November 19, 2009 - 11:51 am EST

I was looking for root cause, Momma.

1. The rise of "experts" ...

Maybe that's 60's style social workers ..

2. & 3. seem in conflict.

Too much Prosperity yet more family members forced into the work force .. ?? Something's funky, Ms. Steam.

ALSO .. Taxes for the lower middle & middle class have gone up somewhat .. but not ridiculously .. Taxes for the upper class have gone down dramatically.

I suggest you look again at that nickle an hour over 60 year statistic.

4. Women deciding fathers were optional ..

Root Cause?

5. The "don't judge" culture ..

Is this a rehash of #1?

=

"There are bad parents at all income levels, although I would bet that there are concentrations at the extremes of poverty and affluence."

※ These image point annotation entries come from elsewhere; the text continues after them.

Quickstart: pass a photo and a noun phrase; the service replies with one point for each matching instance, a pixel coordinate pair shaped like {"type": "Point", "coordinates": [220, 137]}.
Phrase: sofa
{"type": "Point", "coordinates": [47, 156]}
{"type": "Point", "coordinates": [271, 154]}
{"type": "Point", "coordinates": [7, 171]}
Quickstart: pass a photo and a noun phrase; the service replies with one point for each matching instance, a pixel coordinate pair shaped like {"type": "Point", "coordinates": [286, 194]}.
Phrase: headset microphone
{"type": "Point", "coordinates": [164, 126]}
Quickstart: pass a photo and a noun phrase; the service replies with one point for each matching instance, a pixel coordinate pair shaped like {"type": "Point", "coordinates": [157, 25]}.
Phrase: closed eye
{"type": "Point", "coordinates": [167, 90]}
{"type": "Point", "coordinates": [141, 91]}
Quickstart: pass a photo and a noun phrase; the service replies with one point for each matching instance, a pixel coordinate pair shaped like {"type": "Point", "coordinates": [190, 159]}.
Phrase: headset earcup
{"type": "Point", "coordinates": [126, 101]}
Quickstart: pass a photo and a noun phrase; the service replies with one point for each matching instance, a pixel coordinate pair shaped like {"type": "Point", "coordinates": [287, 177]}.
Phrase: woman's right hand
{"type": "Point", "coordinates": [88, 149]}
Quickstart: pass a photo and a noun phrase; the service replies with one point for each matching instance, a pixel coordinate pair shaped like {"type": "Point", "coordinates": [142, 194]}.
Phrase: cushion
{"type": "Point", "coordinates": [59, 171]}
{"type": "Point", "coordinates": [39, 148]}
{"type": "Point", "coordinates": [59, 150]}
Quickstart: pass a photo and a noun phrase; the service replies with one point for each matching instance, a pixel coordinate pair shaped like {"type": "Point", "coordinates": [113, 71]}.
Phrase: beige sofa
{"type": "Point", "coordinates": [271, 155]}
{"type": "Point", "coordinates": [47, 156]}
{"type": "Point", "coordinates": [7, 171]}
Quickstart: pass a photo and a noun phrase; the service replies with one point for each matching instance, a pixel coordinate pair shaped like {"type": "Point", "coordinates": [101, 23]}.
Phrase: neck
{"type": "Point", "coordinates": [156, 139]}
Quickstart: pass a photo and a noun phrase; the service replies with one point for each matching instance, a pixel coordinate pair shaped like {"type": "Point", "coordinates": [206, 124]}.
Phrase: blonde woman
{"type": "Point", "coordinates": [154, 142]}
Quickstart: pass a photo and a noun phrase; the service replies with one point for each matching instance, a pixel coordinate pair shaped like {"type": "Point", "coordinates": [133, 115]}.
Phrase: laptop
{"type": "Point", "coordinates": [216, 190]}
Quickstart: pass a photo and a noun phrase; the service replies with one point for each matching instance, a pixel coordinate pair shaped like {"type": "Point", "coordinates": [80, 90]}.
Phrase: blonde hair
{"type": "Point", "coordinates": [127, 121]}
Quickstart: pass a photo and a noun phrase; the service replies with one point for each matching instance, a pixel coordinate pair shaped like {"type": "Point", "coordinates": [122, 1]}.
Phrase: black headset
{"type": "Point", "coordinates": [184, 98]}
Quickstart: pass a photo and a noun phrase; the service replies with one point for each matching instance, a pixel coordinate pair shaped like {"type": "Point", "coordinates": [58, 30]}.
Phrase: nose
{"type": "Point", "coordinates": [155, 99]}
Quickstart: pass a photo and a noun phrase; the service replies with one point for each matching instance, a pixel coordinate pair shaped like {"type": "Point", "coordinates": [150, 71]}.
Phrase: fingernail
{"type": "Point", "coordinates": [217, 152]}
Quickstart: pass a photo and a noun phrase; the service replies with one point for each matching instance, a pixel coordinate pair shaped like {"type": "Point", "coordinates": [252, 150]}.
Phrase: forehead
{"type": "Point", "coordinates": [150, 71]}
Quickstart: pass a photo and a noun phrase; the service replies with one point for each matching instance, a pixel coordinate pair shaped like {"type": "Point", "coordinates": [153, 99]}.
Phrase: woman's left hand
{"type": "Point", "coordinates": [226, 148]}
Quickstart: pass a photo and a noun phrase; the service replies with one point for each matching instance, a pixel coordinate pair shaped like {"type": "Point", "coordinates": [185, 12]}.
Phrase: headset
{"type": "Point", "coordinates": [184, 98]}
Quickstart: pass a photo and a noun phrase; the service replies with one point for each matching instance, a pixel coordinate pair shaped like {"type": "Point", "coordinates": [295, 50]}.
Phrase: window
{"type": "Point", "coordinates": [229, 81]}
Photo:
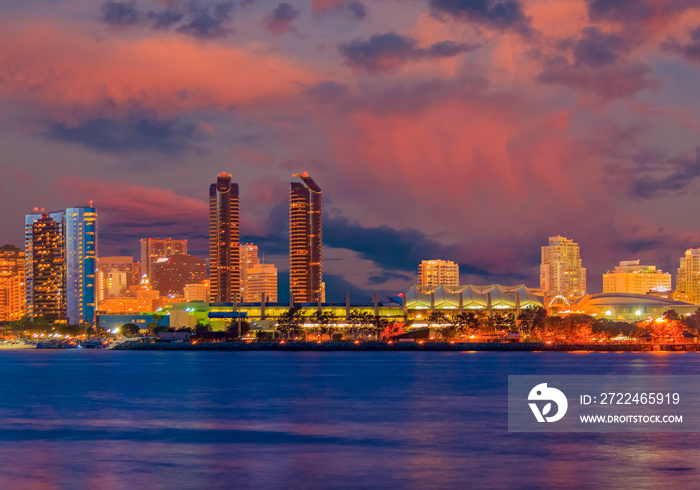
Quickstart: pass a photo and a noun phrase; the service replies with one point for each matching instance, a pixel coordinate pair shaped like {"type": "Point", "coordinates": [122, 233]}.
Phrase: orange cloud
{"type": "Point", "coordinates": [62, 69]}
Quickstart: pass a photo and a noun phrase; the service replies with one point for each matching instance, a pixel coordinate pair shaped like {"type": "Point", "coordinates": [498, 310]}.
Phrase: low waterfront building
{"type": "Point", "coordinates": [629, 307]}
{"type": "Point", "coordinates": [437, 272]}
{"type": "Point", "coordinates": [631, 277]}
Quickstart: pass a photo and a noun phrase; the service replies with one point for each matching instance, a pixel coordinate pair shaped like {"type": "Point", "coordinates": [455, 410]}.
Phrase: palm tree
{"type": "Point", "coordinates": [356, 321]}
{"type": "Point", "coordinates": [379, 325]}
{"type": "Point", "coordinates": [290, 321]}
{"type": "Point", "coordinates": [437, 318]}
{"type": "Point", "coordinates": [330, 324]}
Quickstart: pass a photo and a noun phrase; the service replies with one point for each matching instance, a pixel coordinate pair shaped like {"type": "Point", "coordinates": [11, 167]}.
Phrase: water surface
{"type": "Point", "coordinates": [130, 419]}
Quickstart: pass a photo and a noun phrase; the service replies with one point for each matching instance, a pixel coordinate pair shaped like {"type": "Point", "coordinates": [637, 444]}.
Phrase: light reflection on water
{"type": "Point", "coordinates": [104, 419]}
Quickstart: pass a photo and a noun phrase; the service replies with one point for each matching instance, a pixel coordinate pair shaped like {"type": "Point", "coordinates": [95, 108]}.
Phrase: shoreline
{"type": "Point", "coordinates": [405, 346]}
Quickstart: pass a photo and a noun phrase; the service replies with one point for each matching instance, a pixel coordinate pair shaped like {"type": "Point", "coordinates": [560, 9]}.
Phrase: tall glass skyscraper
{"type": "Point", "coordinates": [305, 246]}
{"type": "Point", "coordinates": [81, 262]}
{"type": "Point", "coordinates": [224, 241]}
{"type": "Point", "coordinates": [61, 252]}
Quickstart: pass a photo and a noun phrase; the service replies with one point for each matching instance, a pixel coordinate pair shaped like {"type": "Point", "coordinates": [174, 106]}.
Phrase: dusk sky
{"type": "Point", "coordinates": [468, 130]}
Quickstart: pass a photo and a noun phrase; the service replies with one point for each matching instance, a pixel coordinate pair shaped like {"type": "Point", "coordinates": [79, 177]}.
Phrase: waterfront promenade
{"type": "Point", "coordinates": [404, 346]}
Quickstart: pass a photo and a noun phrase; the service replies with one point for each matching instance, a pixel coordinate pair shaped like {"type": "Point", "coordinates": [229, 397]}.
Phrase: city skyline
{"type": "Point", "coordinates": [466, 134]}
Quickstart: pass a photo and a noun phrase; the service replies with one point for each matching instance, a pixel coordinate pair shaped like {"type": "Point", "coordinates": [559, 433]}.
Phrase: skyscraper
{"type": "Point", "coordinates": [171, 274]}
{"type": "Point", "coordinates": [224, 237]}
{"type": "Point", "coordinates": [153, 249]}
{"type": "Point", "coordinates": [630, 277]}
{"type": "Point", "coordinates": [305, 244]}
{"type": "Point", "coordinates": [81, 262]}
{"type": "Point", "coordinates": [12, 299]}
{"type": "Point", "coordinates": [45, 265]}
{"type": "Point", "coordinates": [437, 272]}
{"type": "Point", "coordinates": [61, 251]}
{"type": "Point", "coordinates": [688, 275]}
{"type": "Point", "coordinates": [256, 278]}
{"type": "Point", "coordinates": [115, 275]}
{"type": "Point", "coordinates": [561, 273]}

I will not take you up on that! .. but will suggest it reinforces my entire political focus: We middle-classers are getting screwed .. yet all we hear about is Taxes (see above) and Political Correctness (btw, do you support the right to smoke? the right to call black folk niggers? the right to fornicate with appropriate protections?)

mamaboilermaker

November 19, 2009 - 12:36 pm EST

#2 by prosperity, I mean non-poverty. How many of us are now subsistence farmers? That's a good thing, but it does give people time to engage in leisure activities that might get them in trouble.

Also, not all my points apply to the same populations. Rich people have different excuses for badly-behaved children than poor folks.

By taxes, do you mean all taxes--sales, property, and such? Not to mention the hidden tax increases as more middle class people find out they are actually "rich" according to the tax code, e.g. that nasty alternative minimum tax.

"Experts" like Dr. Spock gave us the self-esteem culture in which people teach their kids to esteem themselves and don't teach them much of anything else. "Experts" also told us not to judge bad behavior. Calling people n**s is bad behavior. So is making babies and not caring about feeding them or housing them.

As for the root cause of mothers deciding men were optional--the government enabling them to have their own apartment and a monthly check just for giving birth to babies with no identifiable father.